Buchpreis für "Europa erfindet die Zigeuner" Leute, auf die man sofort Feuer geben darf

Der Literaturwissenschaftler Klaus-Michael Bogdal wird für "Europa erfindet die Zigeuner" bei der Leipziger Buchmesse ausgezeichnet.

(Foto: dpa)

Warum scheint in so vielen europäischen Ländern ein Zusammenleben mit Angehörigen der Romvölker undenkbar? Woher die Angst? Für seine Analyse dieser Fragen erhält Klaus-Michael Bogdal nun den Leipziger Buchpreis zur europäischen Verständigung - dem Leser bereitet er eine schwer erträgliche Erfahrung.

Von Jens Bisky

Nach dem Pogrom in Rostock-Lichtenhagen 1992 interviewte der Stern eine sechzehnjährige Schülerin, die sich eifrig an der Jagd auf Asylbewerber und vietnamesische Vertragsarbeiter beteiligt hatte. Sie hielt mit ihren Ressentiments nicht hinterm Berg: "Wären Zigeuner verbrannt, hätte es mich nicht gestört. - Vietnamesen schon, aber Sinti und Roma egal."

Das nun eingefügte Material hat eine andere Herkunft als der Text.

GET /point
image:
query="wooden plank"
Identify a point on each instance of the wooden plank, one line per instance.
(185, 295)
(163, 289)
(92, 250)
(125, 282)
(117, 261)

Der Literaturwissenschaftler Klaus-Michael Bogdal, der sich 1992 gerade habilitiert hatte, war damals zu einer Veranstaltung über fremdenfeindliche Gewalt eingeladen worden. Die hilflose Öffentlichkeit verlangte nach Erklärungen. Während der Vorbereitung stieß er auch auf die selbstbewusst-inhumane Bemerkung der Schülerin. Diesen "Furor der Verachtung" habe er nicht vergessen können. 1989/90 hatten die Gipsy Kings ("Zigeunerkönige") mit ihrem Flamenco Pop Gold und Platin in fünfzehn Ländern gewonnen. Allein in Deutschland wurde ihr Debütalbum gut 500.000 mal verkauft. Faszination und Verachtung konnten offenbar gut nebeneinander bestehen. Warum?

Warum scheint in so vielen europäischen Ländern ein Zusammenleben mit Angehörigen der Romvölker undenkbar? Woher die Angst? Wie ist die furchterregende Zähigkeit der Klischees, Ressentiments und kenntnislosen Zuschreibungen zu erklären? Ist der Antiziganismus der kleine Bruder des Antisemitismus? Klaus-Michael Bogdal, 1948 in Gelsenkirchen geboren, nach dem Studium in Bochum lange Zeit Lehrer in Dortmund, seit 2002 Professor für Neue deutsche Literatur in Bielefeld, hat diesen Fragen eine umfangreiche Studie gewidmet: "Europa erfindet die Zigeuner" (Eine Geschichte von Faszination und Verachtung. Suhrkamp Verlag, Berlin 2011, 590 Seiten, 24,90 Euro).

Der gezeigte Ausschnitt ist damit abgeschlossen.